Maybe the most proving example of this theorem is Trent's Plums, which truly has become the stand-out offering of Beryl's Beer, the too-often-overlooked barrel-aging specialists in Denver's RiNo neighborhood. This is a beer that walks the delicate line between taste-bud-waking tartness and over-acidity. But somehow, it's the presence of the fruity, juicy plums, when added to this sour brown aged for two years in red-wine barrels, that cut back on the tinge just enough for you to be both shocked and pleased. And it's a beer (tucked somewhere in the three tasters pictured above) that will make you go out of your way to stop at the brewery and try it again.
AC Golden put forth a slightly more puckery, but ultimately very successful, barrel-aged effort this fall known simply as Colorado Native Plum. Though just 6.5 percent ABV, it's a big ol' mouthful of tart - astringent with just a hint of sweetness that is all natural and shows no hints of the granulated sugar that can mark other, lesser fruit sour efforts. It's a challenge whose aftertaste sticks around for quite a while, but it too is balanced just enough by the dark-fruit addition to this aggressive beer.

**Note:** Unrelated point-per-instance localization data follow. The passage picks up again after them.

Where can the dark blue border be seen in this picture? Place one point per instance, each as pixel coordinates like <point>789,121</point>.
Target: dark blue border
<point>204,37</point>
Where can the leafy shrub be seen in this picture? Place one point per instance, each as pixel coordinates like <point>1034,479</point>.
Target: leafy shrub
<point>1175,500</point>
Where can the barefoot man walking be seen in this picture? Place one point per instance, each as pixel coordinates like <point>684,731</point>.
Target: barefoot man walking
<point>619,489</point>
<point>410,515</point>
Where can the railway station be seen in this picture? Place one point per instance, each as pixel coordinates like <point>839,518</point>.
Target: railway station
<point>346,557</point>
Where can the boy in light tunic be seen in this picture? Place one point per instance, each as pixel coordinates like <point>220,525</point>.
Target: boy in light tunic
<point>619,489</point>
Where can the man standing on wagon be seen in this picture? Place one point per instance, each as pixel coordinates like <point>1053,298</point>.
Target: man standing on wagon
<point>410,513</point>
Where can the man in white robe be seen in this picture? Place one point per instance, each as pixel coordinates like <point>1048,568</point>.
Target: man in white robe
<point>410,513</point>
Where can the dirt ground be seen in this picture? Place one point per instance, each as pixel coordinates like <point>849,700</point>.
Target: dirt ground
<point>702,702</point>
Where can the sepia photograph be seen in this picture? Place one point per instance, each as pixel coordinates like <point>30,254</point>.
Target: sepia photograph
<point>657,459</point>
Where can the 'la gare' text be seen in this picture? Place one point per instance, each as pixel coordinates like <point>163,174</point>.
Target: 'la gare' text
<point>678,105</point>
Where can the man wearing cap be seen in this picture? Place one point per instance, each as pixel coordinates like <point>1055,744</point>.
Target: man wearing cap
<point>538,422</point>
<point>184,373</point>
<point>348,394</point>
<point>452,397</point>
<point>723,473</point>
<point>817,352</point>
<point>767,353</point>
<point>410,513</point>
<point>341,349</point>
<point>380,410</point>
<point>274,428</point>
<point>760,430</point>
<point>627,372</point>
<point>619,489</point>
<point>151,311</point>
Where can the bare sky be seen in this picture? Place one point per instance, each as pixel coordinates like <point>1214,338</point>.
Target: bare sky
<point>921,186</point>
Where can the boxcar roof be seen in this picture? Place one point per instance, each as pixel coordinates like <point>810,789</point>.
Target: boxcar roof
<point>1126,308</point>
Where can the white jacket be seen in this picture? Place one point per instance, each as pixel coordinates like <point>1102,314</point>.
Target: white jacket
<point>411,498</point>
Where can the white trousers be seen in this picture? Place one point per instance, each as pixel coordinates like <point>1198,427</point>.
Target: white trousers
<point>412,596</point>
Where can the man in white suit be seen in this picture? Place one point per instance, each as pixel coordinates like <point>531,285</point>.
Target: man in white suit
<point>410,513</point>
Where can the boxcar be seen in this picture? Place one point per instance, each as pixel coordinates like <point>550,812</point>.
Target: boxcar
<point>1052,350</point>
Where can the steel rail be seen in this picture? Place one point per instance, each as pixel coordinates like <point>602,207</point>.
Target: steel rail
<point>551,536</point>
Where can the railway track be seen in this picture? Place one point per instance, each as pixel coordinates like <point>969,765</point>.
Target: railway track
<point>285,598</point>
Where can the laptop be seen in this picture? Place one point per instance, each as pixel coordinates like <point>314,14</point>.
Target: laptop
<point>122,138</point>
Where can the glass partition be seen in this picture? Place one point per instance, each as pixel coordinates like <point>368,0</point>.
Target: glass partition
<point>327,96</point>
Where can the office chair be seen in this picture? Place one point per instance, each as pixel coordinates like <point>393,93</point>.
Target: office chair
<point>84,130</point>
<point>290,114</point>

Those who attended the Great American Beer Festival this year may have been lucky enough to sample a wider range of plum beers - or they may well not have been. Plum lambic offerings from the likes of Reno's Brasserie Saint James and Arvada's Yak and Yeti generated big lines - and then ran out quickly.
Is plum the next hot ingredient? The tart beers employing the fruit certainly have a limited audience. But it's a group of drinkers likely to recognize the enormous taste in the previously untapped fruit and seek out other brewers who are willing to try their own versions.